Debido a su precaria situación económica y laboral, y al encontrarse en estado de gestación, incurrió en mora de tres meses del pago del alquiler y para aminorar su deuda, se prestó dinero cancelando Bs.500.- solicitando a la demandada tenga un poco de paciencia  porque estaba empezando a trabajar, pero la misma, les hizo desocupar un cuarto sin modificar el monto y, el 3 de abril de 2019, aproximadamente a horas 22:00, los desalojó del inmueble gritándoles y amenazándoles con traer a la policía, sin permitirles sacar sus pertenencias, buscando junto a sus hijos un lugar para dormir. Al siguiente día intentaron ingresar al inmueble pero la propietaria, sin previo aviso y en un acto de hecho, cambió la cerradura de la puerta principal colocando además un candado a la puerta de su habitación, manifestándoles que no ingresarían hasta la cancelación total de lo adeudado quedando en garantía sus pertenencias, sin permitirles sacar ropa, uniformes y útiles escolares, ni considerar que tales actos afectan tanto a su persona como a sus hijos menores de edad, viéndose obligados desde hace dos semanas a vestir la misma ropa todos los días, recurriendo al arroyo del pueblo para entrar en el agua y lavar la misma a la espera de que con el calor corporal y del ambiente sequen sus prendas, bajo riesgo de contraer alguna enfermedad respiratoria, además de no poder contar con el biberón y los pañales de tela que a diario utiliza su bebé de seis meses; tampoco pudo llevarla a sus controles médicos y a sus vacunas, debido a que sus libretas junto a los documentos de sus otros hijos, se encuentran en la habitación a la cual ya no tienen acceso, mereciendo atención preferencial en su alimentación, salud y vestimenta.
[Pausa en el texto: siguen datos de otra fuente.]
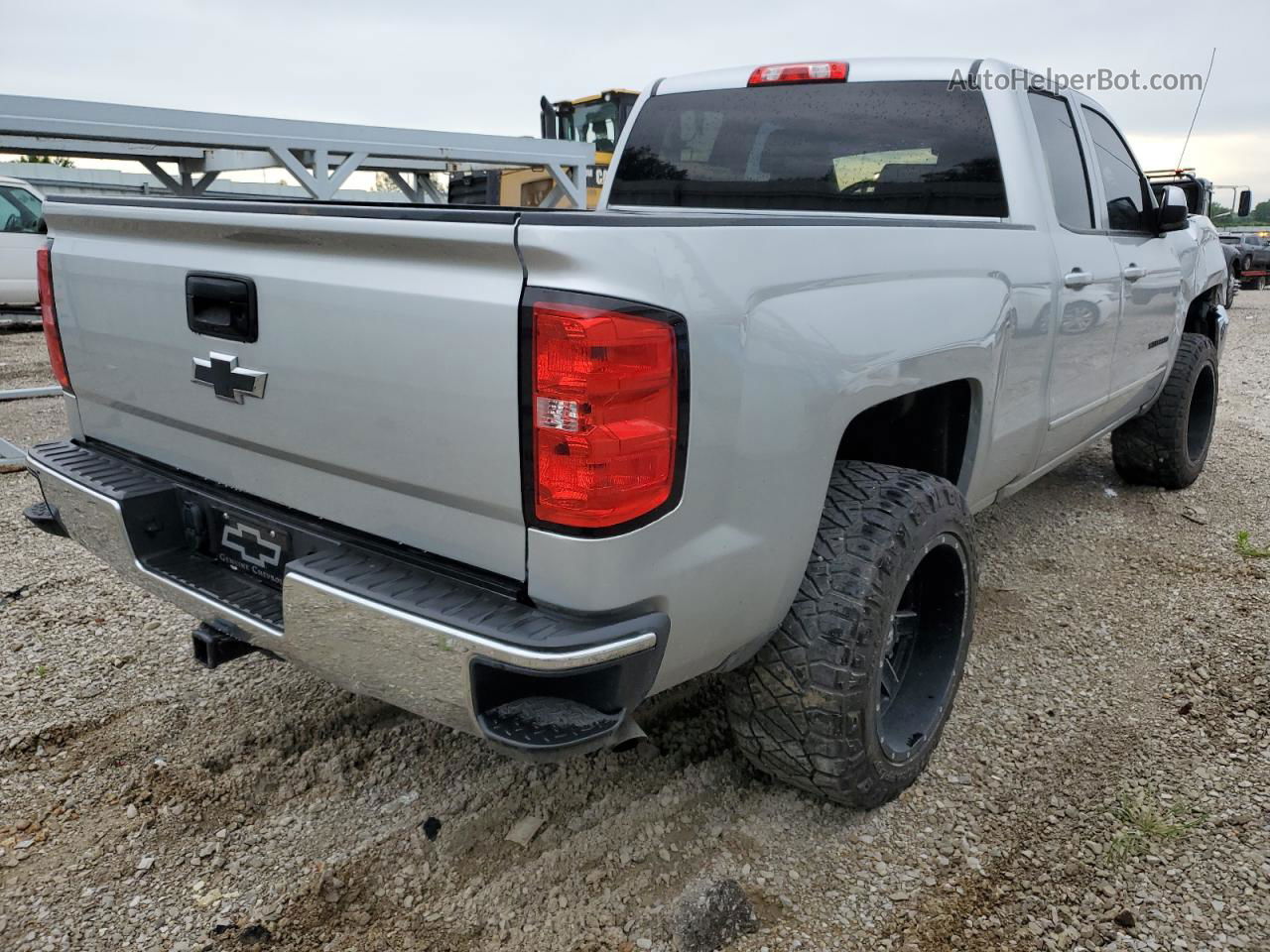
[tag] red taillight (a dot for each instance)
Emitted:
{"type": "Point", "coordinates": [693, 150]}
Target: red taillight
{"type": "Point", "coordinates": [49, 315]}
{"type": "Point", "coordinates": [604, 413]}
{"type": "Point", "coordinates": [799, 72]}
De igual manera, se vio impedida de realizar su actividad comercial de venta de ropa y alimentar a sus hijos; toda vez que, la poca mercadería que tiene se encuentra en la mencionada habitación encontrándose desesperada porque durante las tres semanas que transcurrieron tuvo que vivir de la caridad de algunas personas, incluso en algunos casos durmieron en la calle poniendo en riesgo sus vidas e integridad personal; la demandada puso un letrero en la puerta que señala que los cuartos están en alquiler, llamando al número de celular de referencia para hablar con la dueña de casa, pero no le contesta y al parecer ya no se encuentra en la ciudad; no recurrió anteriormente a ninguna autoridad debido a su ignorancia y temor, además de que fue amenazada con ser llevada a la policía, desconociendo que algunas instituciones podían atender su caso en forma gratuita.